Shar Wils has performed her celebrated singing and dancing shows all over the world. She has entertained at numerous casinos, clubs, hotels, theaters and resorts including in Hong Kong, Tokyo, Bangkok, Singapore, Bahrain, Toronto, and many more.
Her unique talent has been presented on “Entertainment Tonight” and “The People’s Choice Awards.” She has also been a featured guest artist in several Las Vegas productions and has performed at a wide variety of venues including The Hippodrome in London and Madison Square Garden in New York.
Russ Olsen
GUITAR/VOCALS
Russ has been slinging guitars on stage with bands ever since grade school.

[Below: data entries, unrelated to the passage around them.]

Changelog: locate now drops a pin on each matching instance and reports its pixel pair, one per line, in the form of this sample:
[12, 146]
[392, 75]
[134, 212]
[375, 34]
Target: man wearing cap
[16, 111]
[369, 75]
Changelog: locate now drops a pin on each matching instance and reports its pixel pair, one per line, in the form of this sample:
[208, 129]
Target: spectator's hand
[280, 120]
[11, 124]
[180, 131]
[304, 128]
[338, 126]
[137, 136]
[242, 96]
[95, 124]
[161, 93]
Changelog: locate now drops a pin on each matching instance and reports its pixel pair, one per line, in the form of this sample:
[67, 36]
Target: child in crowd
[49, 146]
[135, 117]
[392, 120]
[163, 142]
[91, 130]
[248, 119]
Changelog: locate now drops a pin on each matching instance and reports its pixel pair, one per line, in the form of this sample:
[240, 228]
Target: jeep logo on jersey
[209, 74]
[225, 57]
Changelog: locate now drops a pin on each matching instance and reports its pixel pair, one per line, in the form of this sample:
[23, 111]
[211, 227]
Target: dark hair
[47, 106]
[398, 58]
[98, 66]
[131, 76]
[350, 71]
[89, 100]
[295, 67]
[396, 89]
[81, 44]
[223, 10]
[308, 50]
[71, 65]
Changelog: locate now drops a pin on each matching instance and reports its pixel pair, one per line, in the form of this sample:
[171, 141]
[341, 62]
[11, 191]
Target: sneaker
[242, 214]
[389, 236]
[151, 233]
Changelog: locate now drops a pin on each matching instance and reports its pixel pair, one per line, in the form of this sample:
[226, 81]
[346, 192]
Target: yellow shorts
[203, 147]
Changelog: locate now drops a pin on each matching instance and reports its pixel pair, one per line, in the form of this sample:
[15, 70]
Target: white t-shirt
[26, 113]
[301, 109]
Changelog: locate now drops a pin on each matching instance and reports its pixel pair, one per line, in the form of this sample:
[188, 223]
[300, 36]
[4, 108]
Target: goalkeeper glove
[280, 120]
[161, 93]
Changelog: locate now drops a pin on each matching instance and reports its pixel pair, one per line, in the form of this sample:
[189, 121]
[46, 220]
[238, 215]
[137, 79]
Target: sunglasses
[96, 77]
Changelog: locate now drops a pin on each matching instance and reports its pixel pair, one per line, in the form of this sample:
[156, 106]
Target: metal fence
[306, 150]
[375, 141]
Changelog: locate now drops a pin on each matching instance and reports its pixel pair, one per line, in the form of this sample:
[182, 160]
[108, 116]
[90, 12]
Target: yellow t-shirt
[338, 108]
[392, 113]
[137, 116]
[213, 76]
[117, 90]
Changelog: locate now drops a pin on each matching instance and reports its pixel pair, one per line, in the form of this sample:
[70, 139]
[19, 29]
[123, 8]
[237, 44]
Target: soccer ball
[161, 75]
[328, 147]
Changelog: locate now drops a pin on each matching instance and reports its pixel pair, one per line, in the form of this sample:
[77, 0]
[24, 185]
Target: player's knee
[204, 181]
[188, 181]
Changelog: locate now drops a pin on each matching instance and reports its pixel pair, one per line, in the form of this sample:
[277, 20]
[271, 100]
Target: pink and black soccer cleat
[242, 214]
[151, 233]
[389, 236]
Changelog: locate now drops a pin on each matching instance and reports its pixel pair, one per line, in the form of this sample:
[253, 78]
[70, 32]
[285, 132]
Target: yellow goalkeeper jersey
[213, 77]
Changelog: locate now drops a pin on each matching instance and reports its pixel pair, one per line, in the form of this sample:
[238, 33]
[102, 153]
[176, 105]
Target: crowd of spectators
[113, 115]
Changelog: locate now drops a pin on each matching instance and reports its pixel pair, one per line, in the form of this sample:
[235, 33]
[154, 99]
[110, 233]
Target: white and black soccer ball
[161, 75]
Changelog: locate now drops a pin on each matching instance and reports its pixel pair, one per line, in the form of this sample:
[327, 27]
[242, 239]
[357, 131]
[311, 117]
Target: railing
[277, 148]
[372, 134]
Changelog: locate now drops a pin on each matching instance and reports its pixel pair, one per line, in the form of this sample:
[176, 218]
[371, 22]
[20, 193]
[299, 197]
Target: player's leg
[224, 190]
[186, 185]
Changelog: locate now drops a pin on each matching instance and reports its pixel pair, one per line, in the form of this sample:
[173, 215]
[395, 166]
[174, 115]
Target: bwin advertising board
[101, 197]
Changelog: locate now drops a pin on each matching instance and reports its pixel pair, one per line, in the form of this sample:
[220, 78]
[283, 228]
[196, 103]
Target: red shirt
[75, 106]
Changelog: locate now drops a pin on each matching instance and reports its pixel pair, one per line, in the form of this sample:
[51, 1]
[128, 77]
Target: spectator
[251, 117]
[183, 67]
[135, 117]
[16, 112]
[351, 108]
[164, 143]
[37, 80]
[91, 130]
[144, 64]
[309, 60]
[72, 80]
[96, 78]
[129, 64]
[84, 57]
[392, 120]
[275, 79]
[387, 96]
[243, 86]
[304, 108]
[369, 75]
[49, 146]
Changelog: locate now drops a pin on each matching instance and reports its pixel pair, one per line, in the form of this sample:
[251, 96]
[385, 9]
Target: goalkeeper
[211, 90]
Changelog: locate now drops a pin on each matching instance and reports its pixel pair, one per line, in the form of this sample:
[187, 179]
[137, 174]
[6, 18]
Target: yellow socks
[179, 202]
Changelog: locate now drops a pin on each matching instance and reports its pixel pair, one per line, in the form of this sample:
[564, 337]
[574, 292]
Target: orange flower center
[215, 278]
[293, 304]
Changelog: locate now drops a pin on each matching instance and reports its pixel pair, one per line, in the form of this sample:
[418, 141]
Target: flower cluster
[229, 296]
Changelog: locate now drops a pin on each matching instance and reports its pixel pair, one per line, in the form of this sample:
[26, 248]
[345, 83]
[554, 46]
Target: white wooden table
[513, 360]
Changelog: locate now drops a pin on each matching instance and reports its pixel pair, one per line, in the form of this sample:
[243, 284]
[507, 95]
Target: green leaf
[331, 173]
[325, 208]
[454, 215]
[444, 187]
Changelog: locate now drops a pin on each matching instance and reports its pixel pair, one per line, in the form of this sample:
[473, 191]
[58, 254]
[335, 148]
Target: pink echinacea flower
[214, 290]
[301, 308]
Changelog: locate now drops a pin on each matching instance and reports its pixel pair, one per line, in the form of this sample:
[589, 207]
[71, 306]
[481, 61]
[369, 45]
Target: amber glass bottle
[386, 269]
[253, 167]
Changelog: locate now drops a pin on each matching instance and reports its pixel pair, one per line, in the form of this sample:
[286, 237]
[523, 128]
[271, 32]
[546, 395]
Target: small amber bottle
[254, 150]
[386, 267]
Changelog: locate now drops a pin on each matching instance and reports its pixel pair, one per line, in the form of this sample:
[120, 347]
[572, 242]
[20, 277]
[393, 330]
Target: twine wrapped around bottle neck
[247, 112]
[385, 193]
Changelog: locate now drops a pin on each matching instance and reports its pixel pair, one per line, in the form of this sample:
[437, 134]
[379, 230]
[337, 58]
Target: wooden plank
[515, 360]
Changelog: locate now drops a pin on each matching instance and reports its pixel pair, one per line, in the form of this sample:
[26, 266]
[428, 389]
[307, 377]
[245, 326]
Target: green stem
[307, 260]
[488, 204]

He attributes the Rolling Stones as an early influence. He has played all over the world in various pro original and tribute bands. He loves the passion and drive that “Tina” brings to her performances. He is committed to re-creating that same passion on stage each and every night.
Marvin Sperling
BASS/VOCALS
Marvin is one half of the hardest working rhythm sections in rock. He has laid the foundation for many top notch rock bands. When asked why he plays bass, “I like the way bass can move people to tap their feet and get up and dance.”
Sam Cunningham
DRUMS/PERCUSSION/VOCALS
Sam has been pounding on things ever since he beat the side of his crib for attention. That was the beginning of his passion for all things drums. He is a much sought after drummer in the Los Angeles area music scene. I dare you to remain seated when he gets going!!